INTERVIEW - Ginette Kolinka, survivante du camp de concentration et d'extermination d’Auschwitz-Birkenau, publie "Retour à Birkenau" (Grasset). A 94 ans, elle a livré un long témoignage au JDD.

Marie-Laure Delorme , Mis à jour le
Ginette Kolinka est survivante du camp de concentration et d'extermination d’Auschwitz-Birkenau.
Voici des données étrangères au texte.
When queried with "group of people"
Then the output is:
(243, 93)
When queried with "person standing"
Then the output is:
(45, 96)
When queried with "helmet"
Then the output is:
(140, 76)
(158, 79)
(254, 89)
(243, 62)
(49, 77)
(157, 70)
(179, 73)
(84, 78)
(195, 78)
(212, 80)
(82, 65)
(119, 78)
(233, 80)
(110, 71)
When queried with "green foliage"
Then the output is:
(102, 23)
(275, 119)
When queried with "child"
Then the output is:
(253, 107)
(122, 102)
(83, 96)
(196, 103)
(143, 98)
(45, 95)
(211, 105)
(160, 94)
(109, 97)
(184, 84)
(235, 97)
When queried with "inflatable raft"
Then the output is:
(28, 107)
Ginette Kolinka est survivante du camp de concentration et d'extermination d’Auschwitz-Birkenau. © Abaca

Elle nous reçoit dans son appartement, un samedi 13 avril, dans l’après-midi. Ginette Kolinka a été dénoncée comme communiste à Paris en juillet 1942, elle a réussi à passer en zone libre avec sa famille, elle y a été dénoncée comme Juive et arrêtée par la Gestapo et la Milice en mars 1944. La jeune fille de 19 ans est déportée le 13 avril 1944, par le convoi numéro 71 où se trouvent Simone Veil et Marceline Loridan-Ivens, en direction du camp d’Auschwitz-Birkenau. Ginette Kolinka va être évacuée, le 30 octobre 1944, vers Bergen-Belsen. Elle sera transférée à Raguhn et à Theresienstadt. Son père, son frère, son neveu, une de ses sœurs sont morts en déportation. Dans un court et fort récit écrit avec la journaliste Marion Ruggieri (Retour à Birkenau qui sort jeudi chez Grasset), la mère de Richard Kolinka, batteur du groupe Téléphone, témoigne avec sobriété. Voici quelques extraits du long entretien qu'elle a accordé au Journal du Dimanche.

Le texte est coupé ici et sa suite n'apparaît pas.